I was wondering if there is a convenient way to train multiple h2o models from a nested data frame in R. Assume, we have a dataset with the following structure and I want to train one model for each Species:
dataset(iris)
iris_nested<-iris%>%
dplyr::mutate(dataset=dplyr::if_else(sample(1:nrow(iris))<100,"train","val"))%>%
dplyr::group_by(Species,dataset)%>%
tidyr::nest()%>%
tidyr::pivot_wider(names_from = dataset,values_from = data)
Is there a way of loading and using the dataset into h2o without building a loop to break up the nested list?

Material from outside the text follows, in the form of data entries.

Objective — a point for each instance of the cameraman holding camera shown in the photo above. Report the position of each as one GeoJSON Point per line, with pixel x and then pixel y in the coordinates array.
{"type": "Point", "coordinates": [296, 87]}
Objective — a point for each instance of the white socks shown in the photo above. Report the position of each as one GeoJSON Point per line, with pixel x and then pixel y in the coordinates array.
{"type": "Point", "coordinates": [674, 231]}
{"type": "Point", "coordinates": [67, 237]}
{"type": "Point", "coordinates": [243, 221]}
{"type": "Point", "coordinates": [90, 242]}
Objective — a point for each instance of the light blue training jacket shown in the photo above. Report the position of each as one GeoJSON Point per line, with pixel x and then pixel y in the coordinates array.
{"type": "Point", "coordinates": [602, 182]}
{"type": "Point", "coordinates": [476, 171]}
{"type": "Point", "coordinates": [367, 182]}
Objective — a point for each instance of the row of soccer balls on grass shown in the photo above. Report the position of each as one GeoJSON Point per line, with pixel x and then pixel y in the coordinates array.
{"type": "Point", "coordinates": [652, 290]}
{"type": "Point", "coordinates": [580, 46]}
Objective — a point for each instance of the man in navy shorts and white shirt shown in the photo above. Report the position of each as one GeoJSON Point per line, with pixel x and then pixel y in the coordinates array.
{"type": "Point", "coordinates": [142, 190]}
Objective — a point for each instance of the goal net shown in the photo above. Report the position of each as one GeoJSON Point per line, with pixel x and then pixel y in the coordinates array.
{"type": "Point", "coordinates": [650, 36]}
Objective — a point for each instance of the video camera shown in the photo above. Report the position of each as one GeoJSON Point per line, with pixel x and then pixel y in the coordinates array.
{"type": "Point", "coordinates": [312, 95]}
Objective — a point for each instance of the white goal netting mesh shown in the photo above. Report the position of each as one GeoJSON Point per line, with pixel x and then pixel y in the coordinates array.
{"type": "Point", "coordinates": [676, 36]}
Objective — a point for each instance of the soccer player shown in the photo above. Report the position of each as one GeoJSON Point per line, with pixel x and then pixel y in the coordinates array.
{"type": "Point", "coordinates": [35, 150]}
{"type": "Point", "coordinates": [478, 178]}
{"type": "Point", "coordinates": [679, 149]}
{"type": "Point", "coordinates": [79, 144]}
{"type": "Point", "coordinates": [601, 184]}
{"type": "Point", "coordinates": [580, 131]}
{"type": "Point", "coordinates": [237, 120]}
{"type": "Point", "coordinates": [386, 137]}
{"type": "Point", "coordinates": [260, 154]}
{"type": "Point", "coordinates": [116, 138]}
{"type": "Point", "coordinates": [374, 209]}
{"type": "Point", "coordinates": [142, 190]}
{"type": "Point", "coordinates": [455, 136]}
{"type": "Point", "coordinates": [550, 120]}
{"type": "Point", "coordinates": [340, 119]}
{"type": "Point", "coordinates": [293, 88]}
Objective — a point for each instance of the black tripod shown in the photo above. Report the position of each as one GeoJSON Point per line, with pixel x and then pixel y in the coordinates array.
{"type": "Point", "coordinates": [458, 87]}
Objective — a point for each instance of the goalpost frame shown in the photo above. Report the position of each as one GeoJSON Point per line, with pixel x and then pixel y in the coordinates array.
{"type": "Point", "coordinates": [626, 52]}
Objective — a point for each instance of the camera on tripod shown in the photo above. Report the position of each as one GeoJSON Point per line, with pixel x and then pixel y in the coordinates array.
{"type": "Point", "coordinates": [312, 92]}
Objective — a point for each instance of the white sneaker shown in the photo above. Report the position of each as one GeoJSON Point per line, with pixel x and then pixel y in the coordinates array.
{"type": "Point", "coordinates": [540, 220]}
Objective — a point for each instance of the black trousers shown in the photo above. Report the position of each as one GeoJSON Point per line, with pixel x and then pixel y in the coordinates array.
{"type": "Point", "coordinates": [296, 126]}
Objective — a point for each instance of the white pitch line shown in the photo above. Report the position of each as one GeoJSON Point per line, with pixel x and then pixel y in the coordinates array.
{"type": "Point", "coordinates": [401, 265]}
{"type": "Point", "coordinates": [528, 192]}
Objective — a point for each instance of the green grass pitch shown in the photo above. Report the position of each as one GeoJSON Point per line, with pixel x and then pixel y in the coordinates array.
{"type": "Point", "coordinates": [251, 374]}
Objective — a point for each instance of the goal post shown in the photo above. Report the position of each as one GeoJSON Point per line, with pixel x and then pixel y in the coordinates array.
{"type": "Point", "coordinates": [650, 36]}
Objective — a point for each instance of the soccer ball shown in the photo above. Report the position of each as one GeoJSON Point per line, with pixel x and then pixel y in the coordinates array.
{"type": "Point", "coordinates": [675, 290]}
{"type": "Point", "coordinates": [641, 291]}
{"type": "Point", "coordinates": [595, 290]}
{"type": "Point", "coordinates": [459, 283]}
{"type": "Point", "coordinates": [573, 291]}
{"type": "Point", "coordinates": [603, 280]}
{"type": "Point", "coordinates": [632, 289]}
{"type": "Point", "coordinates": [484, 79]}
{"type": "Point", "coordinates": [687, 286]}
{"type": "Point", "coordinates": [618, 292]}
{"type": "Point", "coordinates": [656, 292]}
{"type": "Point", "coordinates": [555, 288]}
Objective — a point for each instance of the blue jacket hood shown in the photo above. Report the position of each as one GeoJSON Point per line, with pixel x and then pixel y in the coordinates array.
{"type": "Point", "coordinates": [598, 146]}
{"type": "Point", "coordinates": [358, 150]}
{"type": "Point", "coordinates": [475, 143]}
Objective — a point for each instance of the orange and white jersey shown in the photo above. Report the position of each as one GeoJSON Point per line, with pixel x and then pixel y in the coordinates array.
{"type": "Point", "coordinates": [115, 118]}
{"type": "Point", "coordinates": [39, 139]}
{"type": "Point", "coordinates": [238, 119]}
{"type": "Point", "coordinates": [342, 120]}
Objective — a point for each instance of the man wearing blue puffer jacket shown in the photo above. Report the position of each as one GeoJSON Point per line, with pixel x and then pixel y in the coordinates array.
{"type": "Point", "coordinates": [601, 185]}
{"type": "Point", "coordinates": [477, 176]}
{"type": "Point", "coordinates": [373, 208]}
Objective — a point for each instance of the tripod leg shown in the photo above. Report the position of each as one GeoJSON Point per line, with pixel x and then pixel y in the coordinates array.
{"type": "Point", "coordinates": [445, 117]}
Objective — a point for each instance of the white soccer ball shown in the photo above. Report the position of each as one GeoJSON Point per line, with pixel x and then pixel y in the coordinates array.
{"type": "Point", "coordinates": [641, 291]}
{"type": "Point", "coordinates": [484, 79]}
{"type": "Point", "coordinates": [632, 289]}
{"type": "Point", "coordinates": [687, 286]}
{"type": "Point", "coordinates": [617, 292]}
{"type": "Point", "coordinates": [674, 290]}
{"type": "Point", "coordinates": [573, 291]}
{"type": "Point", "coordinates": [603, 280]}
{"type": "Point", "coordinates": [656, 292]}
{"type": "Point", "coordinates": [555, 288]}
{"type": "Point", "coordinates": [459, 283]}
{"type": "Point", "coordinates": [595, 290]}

I would like to avoid the step of creating h2o objects for each row.
Edit: For example to predict Sepal.Length with other numeric inputs, I would train a single model for row i with:
library(h2o)
h2o.init()
h2o_train<-as.h2o(iris_nested[["train"]][[i]])
h2o_val<-as.h2o(iris_nested[["val"]][[i]])

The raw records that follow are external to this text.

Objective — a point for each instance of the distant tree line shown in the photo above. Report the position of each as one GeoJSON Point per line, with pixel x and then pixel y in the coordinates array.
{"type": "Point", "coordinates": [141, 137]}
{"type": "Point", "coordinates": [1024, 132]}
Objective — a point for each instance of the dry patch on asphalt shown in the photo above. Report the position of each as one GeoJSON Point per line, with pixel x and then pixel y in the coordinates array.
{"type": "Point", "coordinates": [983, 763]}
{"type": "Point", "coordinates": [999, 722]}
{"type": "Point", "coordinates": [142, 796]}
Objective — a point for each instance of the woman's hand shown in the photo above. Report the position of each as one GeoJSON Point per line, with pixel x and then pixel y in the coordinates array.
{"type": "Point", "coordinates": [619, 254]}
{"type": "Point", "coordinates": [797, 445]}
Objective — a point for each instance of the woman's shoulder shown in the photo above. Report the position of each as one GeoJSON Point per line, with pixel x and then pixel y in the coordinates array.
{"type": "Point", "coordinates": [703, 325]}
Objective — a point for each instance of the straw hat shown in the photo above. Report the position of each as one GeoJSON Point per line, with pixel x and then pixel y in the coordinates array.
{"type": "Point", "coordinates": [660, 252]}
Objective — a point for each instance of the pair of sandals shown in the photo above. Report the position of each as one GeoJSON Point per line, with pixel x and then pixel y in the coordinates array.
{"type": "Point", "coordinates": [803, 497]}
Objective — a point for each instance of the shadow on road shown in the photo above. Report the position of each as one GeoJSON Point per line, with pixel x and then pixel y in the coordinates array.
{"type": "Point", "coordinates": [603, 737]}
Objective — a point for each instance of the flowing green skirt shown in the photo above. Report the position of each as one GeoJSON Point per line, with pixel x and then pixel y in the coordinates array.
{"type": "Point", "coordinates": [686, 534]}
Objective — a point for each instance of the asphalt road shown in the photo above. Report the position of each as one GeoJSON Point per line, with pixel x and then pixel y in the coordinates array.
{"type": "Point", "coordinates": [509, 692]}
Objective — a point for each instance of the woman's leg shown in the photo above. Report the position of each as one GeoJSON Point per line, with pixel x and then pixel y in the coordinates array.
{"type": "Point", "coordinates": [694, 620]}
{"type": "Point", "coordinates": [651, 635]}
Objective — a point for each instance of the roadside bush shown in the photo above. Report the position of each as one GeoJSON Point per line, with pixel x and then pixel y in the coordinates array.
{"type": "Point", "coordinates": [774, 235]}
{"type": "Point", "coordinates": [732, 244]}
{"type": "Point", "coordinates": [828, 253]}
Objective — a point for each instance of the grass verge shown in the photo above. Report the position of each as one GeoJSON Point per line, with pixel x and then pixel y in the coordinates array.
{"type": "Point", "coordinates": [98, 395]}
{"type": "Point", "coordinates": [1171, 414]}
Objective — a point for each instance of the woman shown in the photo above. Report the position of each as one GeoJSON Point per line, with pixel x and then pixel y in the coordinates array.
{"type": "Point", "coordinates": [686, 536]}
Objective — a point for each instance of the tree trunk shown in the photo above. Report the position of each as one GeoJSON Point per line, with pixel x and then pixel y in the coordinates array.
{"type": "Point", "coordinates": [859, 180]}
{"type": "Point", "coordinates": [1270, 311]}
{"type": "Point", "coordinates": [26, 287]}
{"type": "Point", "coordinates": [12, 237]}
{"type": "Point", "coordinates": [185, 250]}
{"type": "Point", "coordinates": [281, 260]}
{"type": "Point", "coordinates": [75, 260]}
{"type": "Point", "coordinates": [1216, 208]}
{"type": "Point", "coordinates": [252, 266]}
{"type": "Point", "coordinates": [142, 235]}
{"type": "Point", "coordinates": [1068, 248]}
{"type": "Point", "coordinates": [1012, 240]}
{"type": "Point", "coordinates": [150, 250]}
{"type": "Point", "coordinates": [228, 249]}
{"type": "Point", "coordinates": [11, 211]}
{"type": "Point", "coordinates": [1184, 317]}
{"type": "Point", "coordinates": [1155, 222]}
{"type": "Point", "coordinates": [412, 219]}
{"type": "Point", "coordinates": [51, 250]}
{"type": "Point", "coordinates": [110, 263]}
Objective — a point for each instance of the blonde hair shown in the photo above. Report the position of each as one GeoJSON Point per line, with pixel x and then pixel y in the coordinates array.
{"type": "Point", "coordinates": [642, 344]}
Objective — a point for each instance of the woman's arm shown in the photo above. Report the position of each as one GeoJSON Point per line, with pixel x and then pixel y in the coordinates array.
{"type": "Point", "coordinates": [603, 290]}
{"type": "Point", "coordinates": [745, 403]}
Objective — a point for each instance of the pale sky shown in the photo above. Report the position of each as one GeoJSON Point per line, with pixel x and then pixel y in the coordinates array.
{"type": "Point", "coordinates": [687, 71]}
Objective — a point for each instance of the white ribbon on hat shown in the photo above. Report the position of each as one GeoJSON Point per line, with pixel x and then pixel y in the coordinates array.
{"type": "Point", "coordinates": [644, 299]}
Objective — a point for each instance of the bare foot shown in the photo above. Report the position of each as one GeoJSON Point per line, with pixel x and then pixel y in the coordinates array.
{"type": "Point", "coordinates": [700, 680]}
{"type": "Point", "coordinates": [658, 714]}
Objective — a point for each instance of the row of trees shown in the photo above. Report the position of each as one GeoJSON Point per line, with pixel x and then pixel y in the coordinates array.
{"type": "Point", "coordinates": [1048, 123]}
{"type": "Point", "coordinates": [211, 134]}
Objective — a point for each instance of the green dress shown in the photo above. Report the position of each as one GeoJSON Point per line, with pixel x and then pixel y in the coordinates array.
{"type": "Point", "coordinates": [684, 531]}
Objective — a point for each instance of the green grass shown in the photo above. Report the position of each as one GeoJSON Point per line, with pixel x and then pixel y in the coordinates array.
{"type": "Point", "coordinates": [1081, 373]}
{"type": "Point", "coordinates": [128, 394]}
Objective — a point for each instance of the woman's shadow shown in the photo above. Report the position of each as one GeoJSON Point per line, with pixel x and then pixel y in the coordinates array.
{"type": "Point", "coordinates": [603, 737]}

h2o_trainedmodel <- h2o.automl(
x = c("Sepal.Width","Petal.Length","Petal.Width"),
y = "Sepal.Length",
training_frame = h2o_train,
leaderboard_frame = h2o_val,
project_name = "run1")
Afterward, extract and save the trained model and generate a mapping table, so that I know which model belongs to which species.
With purrr you can embed it into the tibble, but let's say if you want to do prediction, you might need to use map2, abit more complicated than should be i think :
library(dplyr)
library(h2o)
library(purrr)
iris%>%
dplyr::mutate(dataset=dplyr::if_else(sample(1:nrow(iris))<100,"train","val"))%>%
dplyr::group_by(Species,dataset)%>%
tidyr::nest()%>%
tidyr::pivot_wider(names_from = dataset,values_from = data) %>%
mutate(model=map(train,~h2o.randomForest(y="Sepal.Width",
x=c("Sepal.Length","Petal.Width","Petal.Length"),training_frame=as.h2o(.x))))